Il résulte de ces dispositions, d'une part, que l'employeur ne peut apporter des restrictions aux droits des salariés que si elles sont justifiées par la nature de la tâche à accomplir et proportionnées au but recherché. Il en résulte, d'autre part, que l'employeur, qui est tenu d'une obligation générale de prévention des risques professionnels et dont la responsabilité, y compris pénale, peut être engagée en cas d'accident, doit prendre les mesures nécessaires pour assurer la sécurité et protéger la santé physique et mentale des travailleurs.

A ce titre, l'employeur peut, lorsque la consommation de boissons alcoolisées est susceptible de porter atteinte à la sécurité et à la santé des travailleurs, prendre des mesures, proportionnées au but recherché, limitant voire interdisant cette consommation sur le lieu de travail.

En cas de danger particulièrement élevé pour les salariés ou pour les tiers, il peut également interdire toute imprégnation alcoolique des salariés concernés.

S'il incombe ainsi à l'employeur qui estime devoir limiter voire interdire la consommation d'alcool sur le lieu de travail d'établir que cette restriction est justifiée et proportionnée dans les conditions mentionnées au point précédent, cette exigence n'implique pas, alors qu'il lui revient de mettre en œuvre les mesures prévues à l'article L. 4121-1 du code du travail sur le fondement des principes généraux de prévention fixés à l'article L. 4121-2 de ce code, qu'il doive être en mesure de faire état de risques qui se seraient déjà réalisés.

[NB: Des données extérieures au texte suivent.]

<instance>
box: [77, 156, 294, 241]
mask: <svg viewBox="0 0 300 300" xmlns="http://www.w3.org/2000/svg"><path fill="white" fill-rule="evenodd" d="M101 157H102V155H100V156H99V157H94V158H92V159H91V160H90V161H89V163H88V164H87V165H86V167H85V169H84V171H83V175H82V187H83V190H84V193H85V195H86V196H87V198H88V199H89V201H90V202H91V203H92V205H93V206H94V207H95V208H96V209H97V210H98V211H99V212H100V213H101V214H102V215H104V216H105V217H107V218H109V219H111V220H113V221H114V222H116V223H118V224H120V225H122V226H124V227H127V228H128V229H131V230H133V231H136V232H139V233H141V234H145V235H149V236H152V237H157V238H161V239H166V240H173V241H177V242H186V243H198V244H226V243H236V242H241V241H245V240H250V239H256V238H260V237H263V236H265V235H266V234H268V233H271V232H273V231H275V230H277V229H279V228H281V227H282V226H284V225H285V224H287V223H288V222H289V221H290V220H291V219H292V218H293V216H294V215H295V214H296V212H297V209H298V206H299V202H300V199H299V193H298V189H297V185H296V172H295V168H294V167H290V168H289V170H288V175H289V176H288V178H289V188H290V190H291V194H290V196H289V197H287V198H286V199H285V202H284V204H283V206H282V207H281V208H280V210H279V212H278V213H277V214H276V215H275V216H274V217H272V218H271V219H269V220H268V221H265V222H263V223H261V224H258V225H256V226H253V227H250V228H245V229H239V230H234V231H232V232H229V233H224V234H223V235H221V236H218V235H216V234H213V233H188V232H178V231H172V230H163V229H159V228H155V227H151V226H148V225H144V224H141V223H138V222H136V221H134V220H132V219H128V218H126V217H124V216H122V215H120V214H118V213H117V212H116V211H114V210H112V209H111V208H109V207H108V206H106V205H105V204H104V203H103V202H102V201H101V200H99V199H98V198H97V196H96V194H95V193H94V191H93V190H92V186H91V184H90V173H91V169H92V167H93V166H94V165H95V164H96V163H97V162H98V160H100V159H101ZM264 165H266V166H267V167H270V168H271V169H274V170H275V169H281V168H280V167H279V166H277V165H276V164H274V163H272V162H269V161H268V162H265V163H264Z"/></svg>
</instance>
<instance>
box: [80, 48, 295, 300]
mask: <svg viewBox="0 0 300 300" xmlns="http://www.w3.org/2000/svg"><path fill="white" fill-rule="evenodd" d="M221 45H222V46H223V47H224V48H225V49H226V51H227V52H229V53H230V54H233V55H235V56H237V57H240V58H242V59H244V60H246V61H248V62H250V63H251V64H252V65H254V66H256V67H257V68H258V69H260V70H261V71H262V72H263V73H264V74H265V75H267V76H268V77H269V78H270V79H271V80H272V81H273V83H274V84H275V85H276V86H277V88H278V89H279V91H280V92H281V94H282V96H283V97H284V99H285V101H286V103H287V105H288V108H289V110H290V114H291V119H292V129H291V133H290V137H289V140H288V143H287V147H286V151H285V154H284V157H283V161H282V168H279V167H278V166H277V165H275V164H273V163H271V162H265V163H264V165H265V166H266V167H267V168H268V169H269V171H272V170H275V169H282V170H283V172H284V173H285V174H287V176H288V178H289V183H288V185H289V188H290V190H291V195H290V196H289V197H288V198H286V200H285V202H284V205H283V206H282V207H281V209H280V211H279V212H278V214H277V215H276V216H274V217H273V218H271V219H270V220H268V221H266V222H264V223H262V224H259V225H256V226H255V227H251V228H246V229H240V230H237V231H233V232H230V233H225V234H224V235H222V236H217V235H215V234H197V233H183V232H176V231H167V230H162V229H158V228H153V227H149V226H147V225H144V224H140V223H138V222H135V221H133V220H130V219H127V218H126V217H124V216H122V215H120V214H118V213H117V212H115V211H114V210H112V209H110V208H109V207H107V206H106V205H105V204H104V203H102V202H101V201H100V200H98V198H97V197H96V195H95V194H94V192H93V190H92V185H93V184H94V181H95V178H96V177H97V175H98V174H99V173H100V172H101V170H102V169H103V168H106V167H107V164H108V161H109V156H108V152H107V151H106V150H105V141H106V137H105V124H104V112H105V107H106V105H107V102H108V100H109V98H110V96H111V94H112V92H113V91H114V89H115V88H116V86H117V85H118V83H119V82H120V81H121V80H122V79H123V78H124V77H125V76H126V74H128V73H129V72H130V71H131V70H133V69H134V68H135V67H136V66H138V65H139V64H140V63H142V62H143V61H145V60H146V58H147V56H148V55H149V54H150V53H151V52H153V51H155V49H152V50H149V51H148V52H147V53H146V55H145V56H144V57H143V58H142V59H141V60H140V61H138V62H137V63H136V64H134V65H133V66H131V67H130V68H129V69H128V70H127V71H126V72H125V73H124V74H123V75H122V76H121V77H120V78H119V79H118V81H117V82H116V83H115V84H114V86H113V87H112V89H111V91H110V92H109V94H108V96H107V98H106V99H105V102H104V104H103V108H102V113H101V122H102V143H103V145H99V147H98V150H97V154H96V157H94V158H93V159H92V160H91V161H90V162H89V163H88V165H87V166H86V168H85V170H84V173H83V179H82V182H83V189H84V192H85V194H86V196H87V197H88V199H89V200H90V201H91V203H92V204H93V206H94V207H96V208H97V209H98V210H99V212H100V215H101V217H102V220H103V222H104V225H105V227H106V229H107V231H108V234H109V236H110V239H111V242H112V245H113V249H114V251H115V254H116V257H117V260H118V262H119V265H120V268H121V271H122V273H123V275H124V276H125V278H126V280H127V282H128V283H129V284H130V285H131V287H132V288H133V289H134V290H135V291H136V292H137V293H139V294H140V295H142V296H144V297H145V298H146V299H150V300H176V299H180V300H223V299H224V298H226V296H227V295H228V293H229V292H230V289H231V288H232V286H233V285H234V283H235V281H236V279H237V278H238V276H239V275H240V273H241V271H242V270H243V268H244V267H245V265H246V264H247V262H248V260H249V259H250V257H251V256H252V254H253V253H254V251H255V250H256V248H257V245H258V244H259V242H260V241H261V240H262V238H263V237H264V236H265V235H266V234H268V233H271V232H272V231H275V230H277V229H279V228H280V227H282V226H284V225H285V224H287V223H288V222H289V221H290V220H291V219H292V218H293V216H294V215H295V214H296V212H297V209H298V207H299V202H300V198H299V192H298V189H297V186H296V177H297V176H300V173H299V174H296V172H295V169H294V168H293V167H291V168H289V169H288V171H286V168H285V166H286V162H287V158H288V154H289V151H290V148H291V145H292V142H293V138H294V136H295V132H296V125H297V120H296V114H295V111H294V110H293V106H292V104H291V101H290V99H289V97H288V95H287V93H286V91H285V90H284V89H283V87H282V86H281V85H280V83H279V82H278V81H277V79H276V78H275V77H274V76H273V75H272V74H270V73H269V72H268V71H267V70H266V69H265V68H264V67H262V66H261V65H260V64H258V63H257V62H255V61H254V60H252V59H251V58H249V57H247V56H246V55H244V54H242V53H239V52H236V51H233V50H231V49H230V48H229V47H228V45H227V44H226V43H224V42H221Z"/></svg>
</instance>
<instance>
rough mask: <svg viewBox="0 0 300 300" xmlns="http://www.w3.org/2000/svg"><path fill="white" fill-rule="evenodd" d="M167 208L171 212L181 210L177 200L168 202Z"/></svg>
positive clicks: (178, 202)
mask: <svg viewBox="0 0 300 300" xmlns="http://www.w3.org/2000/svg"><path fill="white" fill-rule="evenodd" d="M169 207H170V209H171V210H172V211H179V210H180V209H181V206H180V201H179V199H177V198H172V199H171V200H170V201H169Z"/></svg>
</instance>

Par suite, la cour administrative d'appel a commis une erreur de droit en se fondant, pour estimer que la société requérante n'apportait pas la preuve du caractère justifié et proportionné de l'interdiction imposée aux salariés, sur le fait qu'elle ne caractérisait pas l'existence d'une situation particulière de danger faute d'éléments chiffrés sur le nombre d'accidents du travail ou de sanctions préalables liées à l'alcool sur ce site.